Do you ever feel like your resume is holding you back? I can help you translate your work experience to paper and help you land that dream InfoSec job. From the basics of resume no no’s to highlighting your security skills. Please bring a copy of your resume!

Bio

Emori Medeiros has been on both sides of the recruiting world. She was an internal recruiter for a tech company in San Francisco and now she is a technical recruiter at BlueWave. Her experience has taught her the ins and outs of perfecting resumes so that YOUR resume is the one that stands out. BlueWave is a Technology Boutique Firm that specializes in Information Security and Software Development Recruiting.

Abstract

Over the past few years exploit kits have been widely adopted by criminals looking to infect users with malware.The exploit kit then proceeds to exploit security holes, known as vulnerabilities, in order to infect the user with malware.
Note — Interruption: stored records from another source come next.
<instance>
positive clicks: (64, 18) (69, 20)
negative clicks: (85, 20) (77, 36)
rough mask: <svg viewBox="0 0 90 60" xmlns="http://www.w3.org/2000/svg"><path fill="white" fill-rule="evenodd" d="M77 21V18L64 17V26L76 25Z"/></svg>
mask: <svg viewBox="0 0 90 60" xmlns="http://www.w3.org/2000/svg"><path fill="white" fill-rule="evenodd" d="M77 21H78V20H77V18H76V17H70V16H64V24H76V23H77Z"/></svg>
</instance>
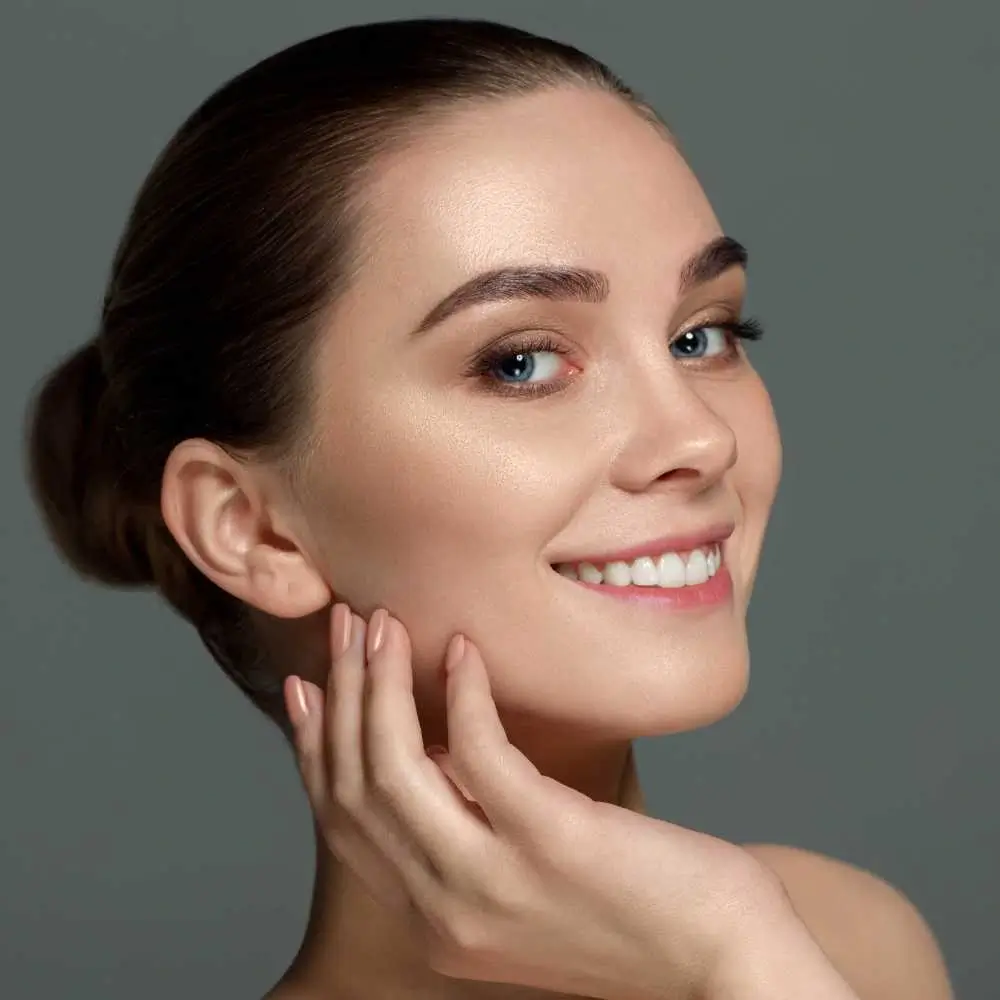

The entire process can occur completely invisibly, requiring no user action. In my research I try to deconstruct cyber kill chain involving one of the most notorious exploit kits used by cybercriminals – a kit known as Angler exploit kit. This talk will cover the evolution of AEK, it’s role in raising of ransomware threat, tricks used to send user web traffic to Angler landing pages, and methods to deliver payloads. It will also cover procedures that allowed us at OpenDNS to proactively discover and block landing pages and mitigate the risk of infections delivered by AEK, as well as the preventative measures that end-users and systems administrators can take to mitigate their risks.

Bio

I am current security analyst and penetration tester in the past.